Structural analysis of M. tuberculosis EccC1 and its complex with EsxAB virulence factor using X-ray crystallography, molecular docking, and dynamics simulation techniques.

Abstract

M. tuberculosis ESX-1 system secretes virulence factors into host macrophages during infection, however, the mechanism of secretion is currently unknown. Here, we have determined the crystal structure of MtbEccCb1-D2 protein (Leu34-Ser313 residues, Mw ~ 31.4 kDa) in complex with ATPγS and Mg²⁺, which adopts a classical Ftsk/SpoEIII type fold. The EccCb1-D2 showed two melting temperatures, Tm1 at 37.64 ± 0.08 °C and Tm2 at 65.85 ± 0.12 °C, during the unfolding pathway. Modeled ∆EccC1 and ∆EccC1 + EsxAB hexamers showed a channel (~34 Å) involved in EsxAB (~29 Å) translocation toward the inner membrane. At the entrance gate of the channel, the LxxxMxF motif of the EsxB export arm binds to the substrate binding pocket of the EccCb1-D3 protein.
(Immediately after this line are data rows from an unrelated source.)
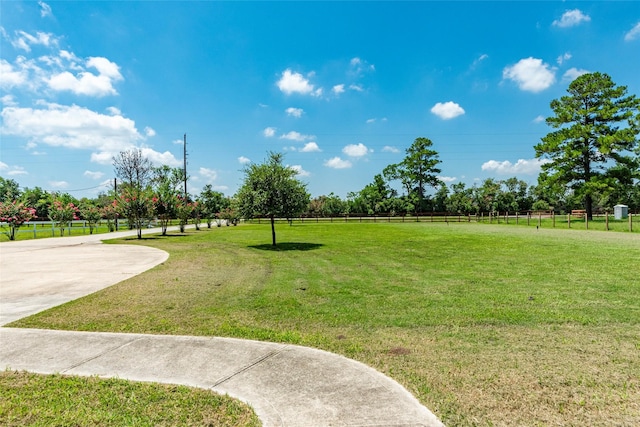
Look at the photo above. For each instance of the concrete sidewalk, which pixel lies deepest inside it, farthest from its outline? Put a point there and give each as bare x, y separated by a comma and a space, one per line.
287, 385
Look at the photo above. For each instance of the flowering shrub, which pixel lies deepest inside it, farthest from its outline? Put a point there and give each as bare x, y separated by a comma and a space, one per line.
197, 214
164, 207
136, 205
184, 209
91, 214
230, 215
15, 214
62, 214
110, 213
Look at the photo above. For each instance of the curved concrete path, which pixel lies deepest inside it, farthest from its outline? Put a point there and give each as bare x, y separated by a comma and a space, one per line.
286, 385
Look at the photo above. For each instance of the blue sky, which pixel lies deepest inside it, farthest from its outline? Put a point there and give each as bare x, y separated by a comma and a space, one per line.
343, 88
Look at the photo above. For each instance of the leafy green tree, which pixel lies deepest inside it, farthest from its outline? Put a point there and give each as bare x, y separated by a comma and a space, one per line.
14, 214
418, 170
461, 199
592, 150
212, 202
38, 199
90, 212
166, 182
271, 190
9, 190
135, 198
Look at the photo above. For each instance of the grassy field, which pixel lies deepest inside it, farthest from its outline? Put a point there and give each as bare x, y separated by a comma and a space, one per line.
55, 400
486, 325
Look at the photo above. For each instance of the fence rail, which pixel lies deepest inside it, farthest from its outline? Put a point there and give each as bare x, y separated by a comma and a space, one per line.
550, 219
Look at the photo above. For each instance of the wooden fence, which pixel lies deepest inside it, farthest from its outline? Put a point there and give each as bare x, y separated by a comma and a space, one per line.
530, 218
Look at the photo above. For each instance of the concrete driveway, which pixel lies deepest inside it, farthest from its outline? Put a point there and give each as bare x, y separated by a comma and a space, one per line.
287, 385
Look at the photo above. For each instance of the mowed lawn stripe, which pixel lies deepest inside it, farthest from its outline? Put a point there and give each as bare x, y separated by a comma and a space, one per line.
487, 325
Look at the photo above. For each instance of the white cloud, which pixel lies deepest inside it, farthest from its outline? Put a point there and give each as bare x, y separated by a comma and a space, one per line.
359, 66
158, 158
572, 73
76, 127
310, 147
522, 166
45, 9
24, 40
338, 89
564, 57
633, 34
12, 76
291, 82
269, 132
295, 112
447, 110
86, 83
478, 60
58, 184
93, 175
299, 170
8, 100
531, 74
12, 170
208, 174
356, 150
571, 18
295, 136
337, 163
447, 179
389, 149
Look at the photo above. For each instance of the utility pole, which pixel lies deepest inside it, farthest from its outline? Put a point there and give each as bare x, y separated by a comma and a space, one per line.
186, 195
115, 193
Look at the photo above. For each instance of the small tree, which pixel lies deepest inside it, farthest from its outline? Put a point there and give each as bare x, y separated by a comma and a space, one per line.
135, 198
211, 203
184, 211
90, 213
62, 214
270, 189
15, 214
418, 170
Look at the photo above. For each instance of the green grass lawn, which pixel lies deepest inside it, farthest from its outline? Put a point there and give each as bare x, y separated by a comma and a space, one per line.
55, 400
485, 324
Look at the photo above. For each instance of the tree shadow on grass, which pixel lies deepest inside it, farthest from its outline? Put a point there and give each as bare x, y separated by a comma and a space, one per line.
288, 246
153, 237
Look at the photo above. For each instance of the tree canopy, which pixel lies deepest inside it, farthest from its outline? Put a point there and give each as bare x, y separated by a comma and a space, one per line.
592, 150
418, 170
271, 190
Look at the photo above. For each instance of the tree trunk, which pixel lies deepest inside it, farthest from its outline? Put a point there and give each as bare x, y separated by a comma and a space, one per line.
273, 231
588, 204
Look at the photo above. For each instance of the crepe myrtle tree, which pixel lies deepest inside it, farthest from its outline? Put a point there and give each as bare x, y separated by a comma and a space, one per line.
14, 214
271, 190
594, 149
134, 198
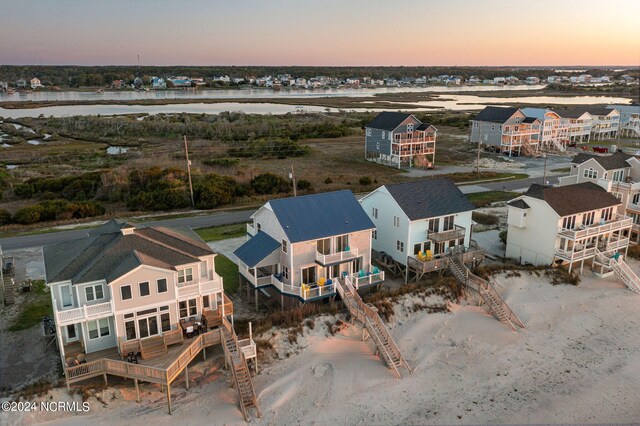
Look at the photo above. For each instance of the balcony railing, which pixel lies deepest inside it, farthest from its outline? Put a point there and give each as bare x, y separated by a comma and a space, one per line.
84, 313
621, 222
452, 234
339, 257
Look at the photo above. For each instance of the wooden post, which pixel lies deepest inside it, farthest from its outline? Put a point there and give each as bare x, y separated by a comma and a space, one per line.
169, 396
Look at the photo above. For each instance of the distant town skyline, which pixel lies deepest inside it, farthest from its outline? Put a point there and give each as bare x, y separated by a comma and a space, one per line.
330, 33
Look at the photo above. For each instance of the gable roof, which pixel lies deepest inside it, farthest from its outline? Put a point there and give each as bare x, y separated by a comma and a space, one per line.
320, 215
106, 253
495, 114
572, 199
429, 198
256, 248
617, 160
388, 120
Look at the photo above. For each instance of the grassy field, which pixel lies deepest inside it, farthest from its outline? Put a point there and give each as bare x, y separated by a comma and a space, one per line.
482, 199
216, 233
229, 273
31, 312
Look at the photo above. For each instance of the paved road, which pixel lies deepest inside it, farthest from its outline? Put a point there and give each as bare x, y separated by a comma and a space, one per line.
39, 240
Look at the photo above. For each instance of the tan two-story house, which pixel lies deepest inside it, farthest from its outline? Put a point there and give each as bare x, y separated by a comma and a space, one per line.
299, 247
123, 283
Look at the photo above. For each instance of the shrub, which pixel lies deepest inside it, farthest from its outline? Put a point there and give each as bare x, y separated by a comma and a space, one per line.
269, 183
303, 184
365, 180
5, 217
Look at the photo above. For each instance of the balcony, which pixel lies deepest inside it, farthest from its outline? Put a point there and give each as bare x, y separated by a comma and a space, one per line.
204, 287
85, 313
453, 234
334, 258
619, 223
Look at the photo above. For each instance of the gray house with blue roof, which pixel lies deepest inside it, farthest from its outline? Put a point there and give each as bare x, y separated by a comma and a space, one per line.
299, 247
397, 138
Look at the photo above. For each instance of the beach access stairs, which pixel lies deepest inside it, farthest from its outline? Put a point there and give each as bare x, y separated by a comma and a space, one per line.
374, 328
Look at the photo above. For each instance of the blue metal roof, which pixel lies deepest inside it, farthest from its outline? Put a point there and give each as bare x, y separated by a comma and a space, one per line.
315, 216
257, 248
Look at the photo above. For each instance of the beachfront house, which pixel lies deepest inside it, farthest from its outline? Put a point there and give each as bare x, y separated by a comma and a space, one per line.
396, 139
629, 119
619, 174
299, 247
122, 286
605, 124
419, 220
569, 224
554, 133
578, 121
506, 129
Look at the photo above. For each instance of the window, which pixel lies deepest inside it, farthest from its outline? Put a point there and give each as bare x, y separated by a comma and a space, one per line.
590, 173
98, 328
342, 243
144, 289
162, 285
185, 275
125, 292
93, 292
448, 223
65, 293
324, 246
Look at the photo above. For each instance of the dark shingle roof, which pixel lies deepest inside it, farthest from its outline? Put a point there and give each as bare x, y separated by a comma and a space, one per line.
388, 120
520, 203
573, 199
108, 254
320, 215
257, 248
429, 198
495, 114
617, 160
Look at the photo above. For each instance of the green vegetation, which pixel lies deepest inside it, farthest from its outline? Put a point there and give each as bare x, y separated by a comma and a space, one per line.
224, 232
483, 199
229, 273
31, 312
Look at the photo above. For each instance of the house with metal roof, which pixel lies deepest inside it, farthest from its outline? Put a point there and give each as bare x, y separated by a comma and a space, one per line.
618, 173
419, 222
507, 130
397, 139
572, 225
122, 285
299, 247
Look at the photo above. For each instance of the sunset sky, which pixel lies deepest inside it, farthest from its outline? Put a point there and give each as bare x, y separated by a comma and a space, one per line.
327, 32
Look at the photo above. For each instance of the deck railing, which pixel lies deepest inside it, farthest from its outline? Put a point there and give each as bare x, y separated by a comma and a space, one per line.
84, 313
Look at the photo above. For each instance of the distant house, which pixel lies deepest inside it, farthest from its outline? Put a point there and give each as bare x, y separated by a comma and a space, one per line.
299, 247
570, 224
427, 216
506, 129
396, 138
158, 83
35, 83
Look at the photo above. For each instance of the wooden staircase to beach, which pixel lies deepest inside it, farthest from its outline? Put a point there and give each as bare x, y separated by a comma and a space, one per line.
497, 306
240, 371
152, 347
386, 347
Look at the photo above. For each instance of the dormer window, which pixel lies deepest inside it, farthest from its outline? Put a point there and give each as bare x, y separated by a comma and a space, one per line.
185, 275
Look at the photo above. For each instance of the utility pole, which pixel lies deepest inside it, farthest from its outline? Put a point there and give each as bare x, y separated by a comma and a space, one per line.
186, 154
292, 176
Inside the channel, the PL-1 and PL-2 pore loops, close to the α7-helix and the loop between β8-β9 strands in EccCa1-D1, EccCb1-D2, and EccCb1-D3 may be involved in EsxAB factor translocation. Stability, fluctuation, and compactness parameters in 100 ns dynamics simulation analysis showed the highest flexibility in ΔEccCa1, ∆EccC1, and ∆EccC1 + EsxAB hexamers and stability in ΔEccCb1 hexamer. Our EccCb1-D2 structure and dynamics simulation analysis on four modeled systems have revealed the mechanism involved in EsxAB translocation, a key target for the development of antivirulence inhibitors against M. tuberculosis.